Je m'arrête de fredonner et glisse mon pinceau entre mes dents pour réajuster ma queue de cheval. Ce petit coup de neuf a redonné leur unité aux tables, et voir la rouille disparaître sous mes coups de pinceau est plutôt satisfaisant.
— Cesó la horrible noche ! La libertad sublime derrama las auroras de su invencible luz...
J'essuie mes mains sur la vieille blouse que j'ai dénichée en cuisine et m'apprête à reprendre mon travail, quand des bruits de pas me parviennent.
— Dites-donc, quelle patriote !
Je manque de renverser mon seau de peinture en reconnaissant le nouvel arrivant qui, mains dans les poches, affiche un sourire serein.
— Rafael ! m'étranglé-je.
Le sermon que je m'apprête à lui donner est avorté par l'arrivée d'une cliente.

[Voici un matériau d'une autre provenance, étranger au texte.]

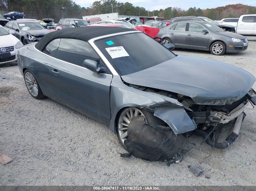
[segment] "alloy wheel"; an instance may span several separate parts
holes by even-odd
[[[223,51],[223,46],[220,44],[217,43],[213,45],[212,49],[214,53],[216,54],[219,54]]]
[[[137,117],[139,116],[143,116],[147,123],[147,119],[142,112],[135,107],[128,107],[124,110],[120,116],[118,122],[118,131],[121,139],[123,143],[128,137],[127,135],[127,129],[129,124],[131,122],[131,119],[134,117]]]
[[[38,87],[35,79],[30,72],[27,72],[25,74],[25,81],[27,88],[30,94],[35,97],[38,94]]]

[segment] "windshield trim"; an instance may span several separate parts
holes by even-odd
[[[19,29],[20,29],[22,31],[26,31],[26,30],[42,30],[42,29],[45,29],[43,27],[43,26],[42,26],[42,25],[40,24],[39,23],[38,23],[36,22],[35,22],[35,21],[32,21],[31,22],[23,22],[23,23],[22,23],[22,22],[17,23],[17,22],[13,22],[17,24],[17,25],[18,25],[18,28],[19,28]],[[35,24],[36,23],[36,24],[38,24],[39,25],[40,25],[42,27],[43,27],[43,28],[39,29],[29,29],[29,30],[22,30],[22,29],[21,27],[20,27],[20,26],[19,24],[28,24],[28,23],[32,24]]]
[[[107,58],[105,57],[105,56],[104,56],[104,55],[103,55],[102,53],[100,50],[97,46],[96,46],[94,43],[94,42],[96,40],[99,40],[99,39],[101,39],[109,37],[110,37],[117,36],[122,34],[125,34],[135,33],[142,33],[142,32],[138,30],[134,30],[134,31],[127,31],[125,32],[118,33],[114,33],[114,34],[108,34],[107,35],[105,35],[103,36],[101,36],[100,37],[98,37],[94,38],[88,40],[88,42],[91,45],[91,46],[92,47],[93,49],[94,49],[94,50],[96,51],[96,52],[98,54],[101,58],[106,65],[107,65],[108,68],[108,69],[109,69],[109,70],[112,74],[113,75],[120,76],[117,72],[115,70],[114,68],[111,64],[110,64],[110,63],[109,62],[108,59],[107,59]]]

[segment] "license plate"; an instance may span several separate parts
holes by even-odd
[[[11,56],[11,53],[0,53],[0,59],[1,59],[10,58]]]

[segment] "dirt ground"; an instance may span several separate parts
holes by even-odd
[[[249,42],[246,51],[222,56],[204,51],[174,52],[229,63],[256,76],[255,41]],[[256,89],[256,84],[253,87]],[[121,158],[125,151],[109,127],[50,99],[33,99],[17,66],[0,67],[0,153],[13,159],[0,164],[0,185],[255,185],[256,108],[249,105],[245,112],[239,136],[230,148],[214,148],[204,159],[211,150],[204,143],[168,167],[166,162]],[[202,140],[196,136],[190,140]],[[189,164],[204,173],[196,177]]]

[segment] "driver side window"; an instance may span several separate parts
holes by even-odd
[[[106,69],[105,74],[110,74],[99,56],[87,42],[78,39],[61,39],[59,44],[58,58],[64,61],[84,67],[85,59],[97,62],[99,66]]]
[[[201,33],[203,30],[205,29],[202,26],[197,23],[189,23],[188,31],[189,32]]]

En la voyant déboucher dans le patio, je m'empresse de me redresser en affichant un grand sourire.
— Buenos días, Señora Teresa ! Le souci de douche a été réglé ? Ah, super, si vous avez besoin d'autre chose, n'hésitez surtout pas.

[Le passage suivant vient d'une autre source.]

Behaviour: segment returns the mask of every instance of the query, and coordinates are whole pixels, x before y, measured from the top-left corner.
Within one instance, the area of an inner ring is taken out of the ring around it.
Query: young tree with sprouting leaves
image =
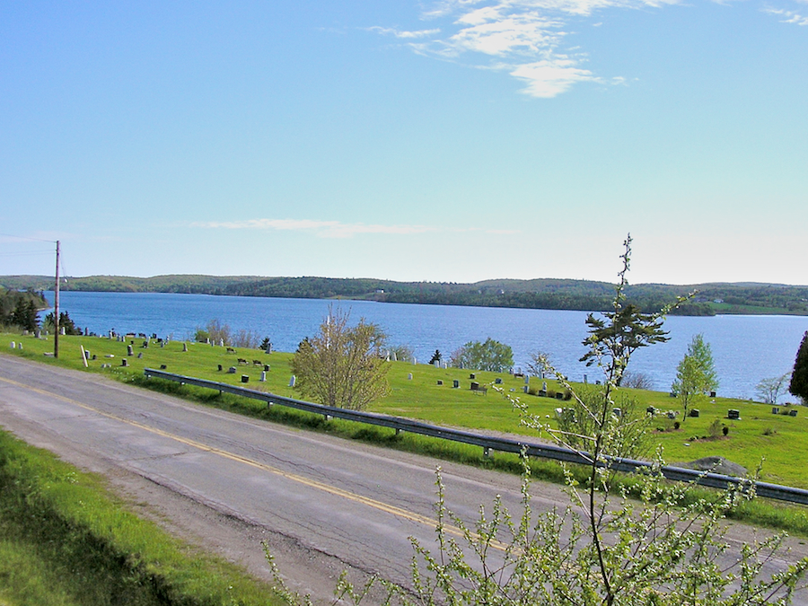
[[[349,326],[349,313],[329,308],[320,332],[300,344],[292,358],[295,389],[321,404],[361,410],[386,395],[390,363],[385,336],[360,320]]]
[[[616,302],[626,286],[630,239],[625,245]],[[637,328],[642,329],[647,322],[658,329],[667,311],[644,318]],[[602,328],[610,328],[611,321],[619,321],[612,316]],[[579,391],[557,373],[572,391],[575,414],[580,415],[574,428],[550,424],[543,416],[531,414],[519,399],[504,393],[523,424],[588,461],[582,470],[585,479],[567,470],[567,506],[533,509],[530,466],[524,461],[520,514],[512,515],[497,497],[490,508],[480,507],[478,521],[470,525],[447,510],[438,473],[438,552],[414,540],[412,587],[404,592],[382,582],[390,592],[385,603],[745,606],[791,602],[808,570],[808,558],[773,576],[762,574],[764,564],[778,553],[781,537],[743,546],[734,564],[722,560],[729,549],[724,518],[741,501],[753,496],[752,483],[742,489],[692,495],[689,485],[672,486],[664,479],[657,455],[651,470],[637,477],[634,497],[620,487],[615,461],[642,448],[648,423],[647,417],[626,408],[627,396],[618,386],[633,350],[619,343],[620,338],[608,349],[600,347],[600,339],[590,342],[593,359],[607,377],[602,385]],[[627,412],[615,414],[620,406]],[[338,589],[339,599],[347,603],[359,603],[366,595],[344,578]]]

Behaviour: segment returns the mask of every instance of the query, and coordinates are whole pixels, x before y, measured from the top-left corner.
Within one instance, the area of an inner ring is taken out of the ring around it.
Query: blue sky
[[[7,2],[0,275],[808,285],[808,2]],[[29,240],[33,239],[33,240]]]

L'intéressée me remercie et je la regarde disparaître à travers l'une des arches de la réception, avant de me tourner de nouveau vers Rafael.
— Bon sang, qu'est-ce que tu fais ici ? Tu as de la chance que ça soit une cliente, si Carlos...

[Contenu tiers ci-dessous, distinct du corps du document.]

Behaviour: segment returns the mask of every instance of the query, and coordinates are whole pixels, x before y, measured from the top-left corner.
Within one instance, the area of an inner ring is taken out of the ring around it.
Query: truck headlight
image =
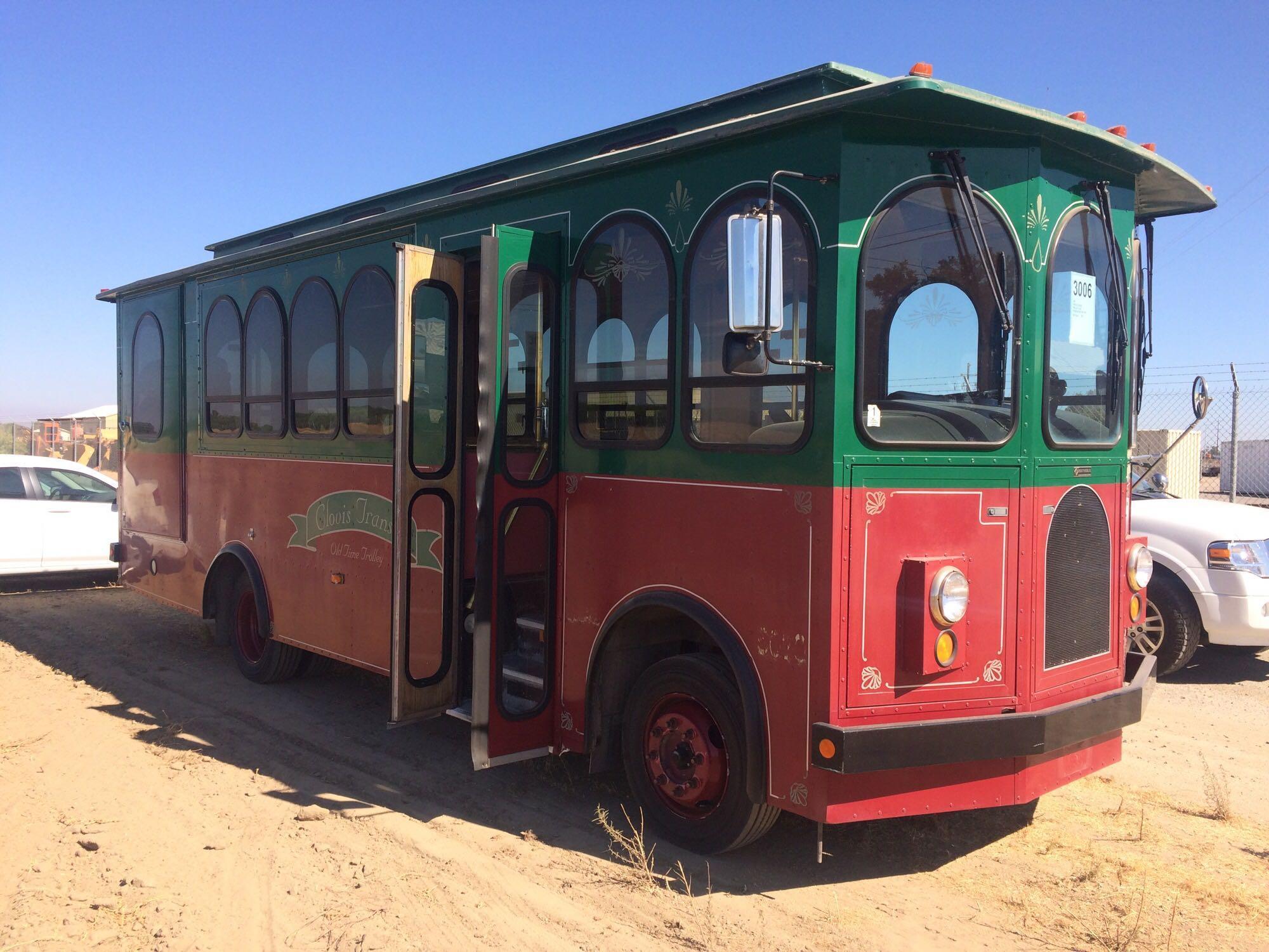
[[[1140,542],[1128,550],[1128,588],[1141,592],[1155,574],[1155,557]]]
[[[1269,541],[1212,542],[1207,547],[1207,567],[1269,578]]]
[[[930,614],[947,628],[964,618],[970,607],[970,580],[964,572],[944,565],[930,583]]]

— Relax, m'interrompt-il. Je ne suis pas suicidaire, il vient de quitter l'hôtel en voiture. J'ai attendu qu'il parte avant d'entrer.
— Et dis-moi, tu as joué les agents secrets combien de temps pour arriver à tes fins ?
— Je t'avais prévenu, je suis prêt à tout. Puis, il fallait que je te parle d'un truc.
Prise de curiosité, je dépose mon pinceau dans le seau de peinture.
— Je t'écoute ?
— Avec Iván, on a eu une discussion assez... houleuse.
— Ah oui ? Qu'est-ce qu'il s'est passé ?
— Je voulais lui parler de ce qu'on a découvert. J'y pensais depuis plusieurs jours, j'estimais qu'il avait le droit de savoir ce que notre famille nous avait toujours caché... Sauf qu'il s'est complètement braqué. Il dit qu'on est bien comme ça, qu'il est inutile d'aller créer des problèmes en remuant de vieilles histoires. Qu'en faisant ça, je vais à l'encontre de la volonté de nos parents, qui nous ont toujours demandé de rester loin des Herrera et des Maestre.
— Mais, il n'en veut pas à tes parents de vous avoir menti ?
Rafael écarte les bras, puis les laisse retomber dans un geste impuissant.
— Il est persuadé qu'ils avaient leurs raisons. Il m'a répété qu'il avait confiance en eux, que s'ils en étaient venus à nous confier à ma tante, c'est qu'ils n'avaient pas d'autre choix. Je te jure, j'ai l'impression qu'on lui a complètement lavé le cerveau. J'ai l'impression d'être le seul à faire preuve d'un tant soit peu d'esprit critique vis-à-vis de ce qu'on nous a raconté !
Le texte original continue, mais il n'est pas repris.